Die Crew stattet noch dem Nomadenmuseum einen Besuch ab, während Andreas die „Orion“ schon zum Ablegen vorbereitet.

Das Ablegemanöver gelingt dieses Mal nicht so besonders, da wir Stefan nicht ausreichend im Umgang mit Leinen eingewiesen haben. So landet die Steuerbordheckleine im Wasser. Das ist an sich nicht weiter schlimm, leider hängt sie aber nicht an der „Orion“. Unser hilfsbereiter Bootsnachbar und das Hafenpersonal entschärfen die Situation und werfen uns die Leine an Bord.
Wir sind über uns selbst ziemlich verärgert und lernen daraus, unsere Mitsegler noch viel intensiver einzuweisen, als wir es bisher schon tun.

Trotz allem wird es noch einmal ein schöner Segeltag, auch mit Badeeinlagen. Wir laufen unter Segeln in den Hafen von Antalya ein und bergen die Segel im Vorhafen.
Das Anlegemanöver wird noch einmal kompliziert, da mitten in der Boxengasse plötzlich der Wind um 180 Grad dreht.
Aber Skipper Angelika hat die Sache im Griff und so kommen wir unbeschadet wieder in Antalya an.

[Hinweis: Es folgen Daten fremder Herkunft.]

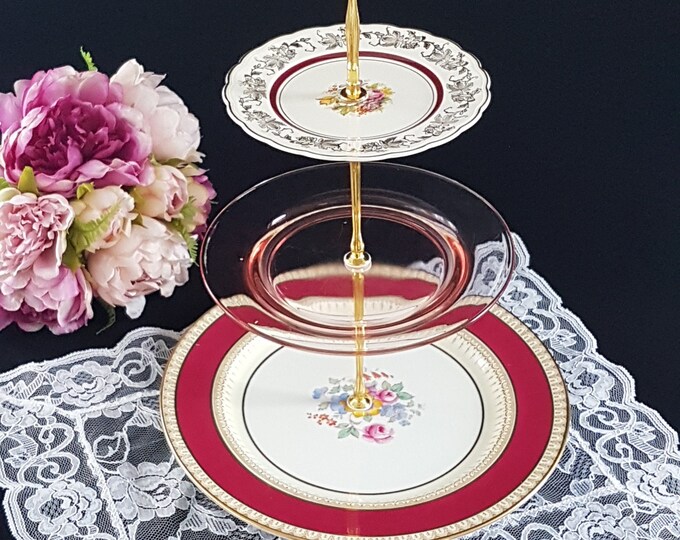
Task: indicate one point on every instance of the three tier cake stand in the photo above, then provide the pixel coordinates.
(357, 377)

Mit einem Abendessen im Fischereihafenrestaurant „Tayfun“, das Gitta, Daniel und Stefan spendieren, beenden wir die schöne gemeinsame Zeit.

Auch an das werden wir uns gern erinnern: an das Gittarrespiel unseres Profis Stefan, an die Erzählfreude von Gitta, an Angelikas unendliche Geduld beim nautischen Schulen und an Daniels Ausdauer, sich mit seinem Sonnenbrand auseinanderzusetzen. Und daran, dass Andreas immer etwas zu meckern hatte. Aber so kennen wir ihn.

Wir freuen uns trotzdem schon auf das nächste Mal!